I.12 Abhyasa vairagyabhyam tannirodhah
La pratique et le détachement sont les moyens qui permettent de calmer les fluctuations du mental.
Par la pratique et le détachement nous cessons d’être le jouet de ces mouvements.
Abhyasa
: pratique répétée, travail sur soi-même demandant effort et volonté
Vairagyabhyam : détachement, renoncement, ne pas s’identifier
Tannirodha
: contrôle des fluctuations
La pratique est la voie de l’évolution. Le détachement est la voie de l’involution. Inspiration et expiration.
Le détachement, c’est renoncer aux idées et actions qui nous bloquent sur la route, se libérer des désirs, pensées, émotions et passions qui font obstacle à la quête de liberté.

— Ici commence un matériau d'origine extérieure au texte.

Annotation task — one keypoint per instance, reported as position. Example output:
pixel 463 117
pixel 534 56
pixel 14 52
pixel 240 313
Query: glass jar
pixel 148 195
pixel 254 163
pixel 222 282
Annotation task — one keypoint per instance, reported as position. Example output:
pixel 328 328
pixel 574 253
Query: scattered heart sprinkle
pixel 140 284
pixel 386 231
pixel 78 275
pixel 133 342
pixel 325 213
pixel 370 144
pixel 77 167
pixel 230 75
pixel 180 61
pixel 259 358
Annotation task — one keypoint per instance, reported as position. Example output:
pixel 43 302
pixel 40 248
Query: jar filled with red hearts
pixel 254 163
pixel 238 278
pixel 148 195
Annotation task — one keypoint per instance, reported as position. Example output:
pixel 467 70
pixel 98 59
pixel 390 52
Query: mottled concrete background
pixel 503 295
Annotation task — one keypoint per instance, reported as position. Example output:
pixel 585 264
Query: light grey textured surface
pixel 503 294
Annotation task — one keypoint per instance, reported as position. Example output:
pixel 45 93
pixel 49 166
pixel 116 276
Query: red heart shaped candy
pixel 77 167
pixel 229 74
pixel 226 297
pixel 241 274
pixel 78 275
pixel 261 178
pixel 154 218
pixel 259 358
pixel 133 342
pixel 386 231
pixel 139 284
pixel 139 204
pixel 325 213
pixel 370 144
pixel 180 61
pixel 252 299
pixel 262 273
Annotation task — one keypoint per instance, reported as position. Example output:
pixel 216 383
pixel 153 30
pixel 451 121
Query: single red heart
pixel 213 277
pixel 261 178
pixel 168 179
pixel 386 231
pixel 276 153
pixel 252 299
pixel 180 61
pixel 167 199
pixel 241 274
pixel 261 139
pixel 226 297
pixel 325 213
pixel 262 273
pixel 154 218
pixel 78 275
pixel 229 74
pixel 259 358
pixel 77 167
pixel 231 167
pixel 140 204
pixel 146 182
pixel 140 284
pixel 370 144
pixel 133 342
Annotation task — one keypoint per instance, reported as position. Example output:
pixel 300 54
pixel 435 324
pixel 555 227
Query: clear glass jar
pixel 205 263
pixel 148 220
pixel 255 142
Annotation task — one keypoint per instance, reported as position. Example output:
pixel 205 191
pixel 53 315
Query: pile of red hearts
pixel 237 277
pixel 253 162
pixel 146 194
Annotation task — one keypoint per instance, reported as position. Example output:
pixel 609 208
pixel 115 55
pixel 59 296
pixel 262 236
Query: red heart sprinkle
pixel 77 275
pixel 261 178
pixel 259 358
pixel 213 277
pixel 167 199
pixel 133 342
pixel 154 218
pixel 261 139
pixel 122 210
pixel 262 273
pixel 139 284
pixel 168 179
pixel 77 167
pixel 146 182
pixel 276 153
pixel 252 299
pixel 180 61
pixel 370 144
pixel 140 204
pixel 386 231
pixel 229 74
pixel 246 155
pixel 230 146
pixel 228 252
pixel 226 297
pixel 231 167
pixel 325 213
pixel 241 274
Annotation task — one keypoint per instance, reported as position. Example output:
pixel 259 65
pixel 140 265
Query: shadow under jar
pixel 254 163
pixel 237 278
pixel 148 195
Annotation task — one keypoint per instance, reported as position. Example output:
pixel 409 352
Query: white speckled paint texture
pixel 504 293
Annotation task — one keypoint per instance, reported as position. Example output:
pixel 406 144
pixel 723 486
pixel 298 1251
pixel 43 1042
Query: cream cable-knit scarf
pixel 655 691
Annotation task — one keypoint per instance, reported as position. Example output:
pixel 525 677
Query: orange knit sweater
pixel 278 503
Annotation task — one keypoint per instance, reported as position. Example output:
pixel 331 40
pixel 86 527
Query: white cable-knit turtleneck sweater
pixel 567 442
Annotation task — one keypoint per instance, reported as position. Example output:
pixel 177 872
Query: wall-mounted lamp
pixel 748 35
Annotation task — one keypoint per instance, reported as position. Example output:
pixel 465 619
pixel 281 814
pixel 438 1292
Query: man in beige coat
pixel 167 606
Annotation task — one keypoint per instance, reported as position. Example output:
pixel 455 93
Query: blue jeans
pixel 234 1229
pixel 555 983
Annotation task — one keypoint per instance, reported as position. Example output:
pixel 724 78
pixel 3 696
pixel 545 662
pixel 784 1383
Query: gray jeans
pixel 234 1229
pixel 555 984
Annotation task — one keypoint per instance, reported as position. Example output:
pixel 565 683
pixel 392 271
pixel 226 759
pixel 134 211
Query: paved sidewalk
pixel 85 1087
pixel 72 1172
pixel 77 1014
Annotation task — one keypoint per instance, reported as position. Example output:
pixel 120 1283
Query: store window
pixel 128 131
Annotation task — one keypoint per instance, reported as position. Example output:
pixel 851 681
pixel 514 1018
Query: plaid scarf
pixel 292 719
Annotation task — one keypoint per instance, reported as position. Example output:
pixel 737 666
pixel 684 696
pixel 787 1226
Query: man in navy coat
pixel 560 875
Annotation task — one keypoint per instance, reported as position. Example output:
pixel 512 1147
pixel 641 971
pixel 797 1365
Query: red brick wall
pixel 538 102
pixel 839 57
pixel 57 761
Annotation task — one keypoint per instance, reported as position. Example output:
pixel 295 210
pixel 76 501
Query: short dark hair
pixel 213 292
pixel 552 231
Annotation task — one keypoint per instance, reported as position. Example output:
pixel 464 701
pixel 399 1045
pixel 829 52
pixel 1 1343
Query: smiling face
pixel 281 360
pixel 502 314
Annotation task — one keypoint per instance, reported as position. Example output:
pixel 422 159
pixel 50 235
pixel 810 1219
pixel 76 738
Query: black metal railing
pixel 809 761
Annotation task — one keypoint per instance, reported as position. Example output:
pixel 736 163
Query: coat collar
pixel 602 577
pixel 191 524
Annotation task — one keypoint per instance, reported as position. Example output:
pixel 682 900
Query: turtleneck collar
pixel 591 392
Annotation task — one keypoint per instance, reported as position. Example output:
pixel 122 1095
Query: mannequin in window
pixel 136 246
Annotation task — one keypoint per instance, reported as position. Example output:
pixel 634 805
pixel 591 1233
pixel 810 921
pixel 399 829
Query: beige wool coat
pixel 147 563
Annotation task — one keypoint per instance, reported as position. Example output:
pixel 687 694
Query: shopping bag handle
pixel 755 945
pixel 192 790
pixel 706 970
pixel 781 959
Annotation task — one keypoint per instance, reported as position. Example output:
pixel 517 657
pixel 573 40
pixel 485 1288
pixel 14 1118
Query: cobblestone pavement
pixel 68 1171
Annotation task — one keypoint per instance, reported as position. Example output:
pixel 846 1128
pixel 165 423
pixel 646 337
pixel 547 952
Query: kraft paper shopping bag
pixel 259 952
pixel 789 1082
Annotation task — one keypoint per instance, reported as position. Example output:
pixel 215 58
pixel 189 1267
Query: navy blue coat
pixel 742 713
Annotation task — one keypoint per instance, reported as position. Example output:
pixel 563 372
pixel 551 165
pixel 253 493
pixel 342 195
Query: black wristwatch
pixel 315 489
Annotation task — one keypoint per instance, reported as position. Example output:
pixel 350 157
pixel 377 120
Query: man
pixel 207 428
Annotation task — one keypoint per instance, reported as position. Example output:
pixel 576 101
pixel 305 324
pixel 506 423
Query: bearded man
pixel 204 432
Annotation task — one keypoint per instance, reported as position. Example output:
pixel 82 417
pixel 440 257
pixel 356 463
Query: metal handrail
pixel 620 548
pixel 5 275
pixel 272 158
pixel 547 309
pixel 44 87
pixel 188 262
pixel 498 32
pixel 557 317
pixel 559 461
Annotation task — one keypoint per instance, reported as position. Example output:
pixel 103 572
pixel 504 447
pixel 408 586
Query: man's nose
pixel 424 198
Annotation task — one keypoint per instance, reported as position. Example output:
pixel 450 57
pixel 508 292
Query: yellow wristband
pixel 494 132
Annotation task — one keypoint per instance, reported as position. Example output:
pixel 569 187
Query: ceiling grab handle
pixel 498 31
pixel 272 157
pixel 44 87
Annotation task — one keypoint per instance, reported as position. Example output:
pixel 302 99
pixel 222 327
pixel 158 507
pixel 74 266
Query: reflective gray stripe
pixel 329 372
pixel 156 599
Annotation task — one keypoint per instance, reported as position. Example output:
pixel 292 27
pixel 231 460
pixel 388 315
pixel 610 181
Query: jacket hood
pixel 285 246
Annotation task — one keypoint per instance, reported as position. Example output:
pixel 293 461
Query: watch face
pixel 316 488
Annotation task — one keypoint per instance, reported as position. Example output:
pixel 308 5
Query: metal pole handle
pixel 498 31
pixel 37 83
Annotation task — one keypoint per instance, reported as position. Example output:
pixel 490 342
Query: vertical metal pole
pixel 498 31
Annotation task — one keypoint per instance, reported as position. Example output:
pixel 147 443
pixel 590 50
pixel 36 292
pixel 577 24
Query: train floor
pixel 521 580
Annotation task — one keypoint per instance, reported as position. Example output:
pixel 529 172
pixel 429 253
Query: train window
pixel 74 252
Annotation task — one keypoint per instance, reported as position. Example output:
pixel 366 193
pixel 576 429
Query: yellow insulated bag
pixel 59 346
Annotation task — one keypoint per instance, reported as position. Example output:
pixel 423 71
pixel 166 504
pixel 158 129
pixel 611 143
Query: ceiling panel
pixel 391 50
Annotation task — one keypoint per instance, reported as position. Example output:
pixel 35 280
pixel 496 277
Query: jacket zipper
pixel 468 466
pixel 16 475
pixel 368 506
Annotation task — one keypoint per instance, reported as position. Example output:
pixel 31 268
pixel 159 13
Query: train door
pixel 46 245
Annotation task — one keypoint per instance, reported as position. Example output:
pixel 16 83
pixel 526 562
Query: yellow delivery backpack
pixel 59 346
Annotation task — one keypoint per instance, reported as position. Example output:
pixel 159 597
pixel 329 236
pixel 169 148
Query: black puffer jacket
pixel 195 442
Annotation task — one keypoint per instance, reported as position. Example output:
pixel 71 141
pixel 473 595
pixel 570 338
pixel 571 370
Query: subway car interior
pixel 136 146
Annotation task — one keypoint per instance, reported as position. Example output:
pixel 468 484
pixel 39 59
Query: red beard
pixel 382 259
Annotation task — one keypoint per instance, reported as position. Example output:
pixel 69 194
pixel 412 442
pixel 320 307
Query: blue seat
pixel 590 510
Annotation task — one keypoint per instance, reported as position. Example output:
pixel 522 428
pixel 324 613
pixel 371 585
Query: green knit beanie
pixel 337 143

Quand on parle de pratique ici, bien sûr, cela concerne toutes les étapes du yoga, ou tous les pétales quand on compare le yoga à une fleur. La première étape ou pétale, c’est yama. Il s’agit d’un code moral constitué de cinq principes.
Le premier de ces principes est ahimsa
, la non-violence, le respect de la vie. Ne pas faire de tort aux autres et, bien sûr, ne pas se faire de tort à soi-même.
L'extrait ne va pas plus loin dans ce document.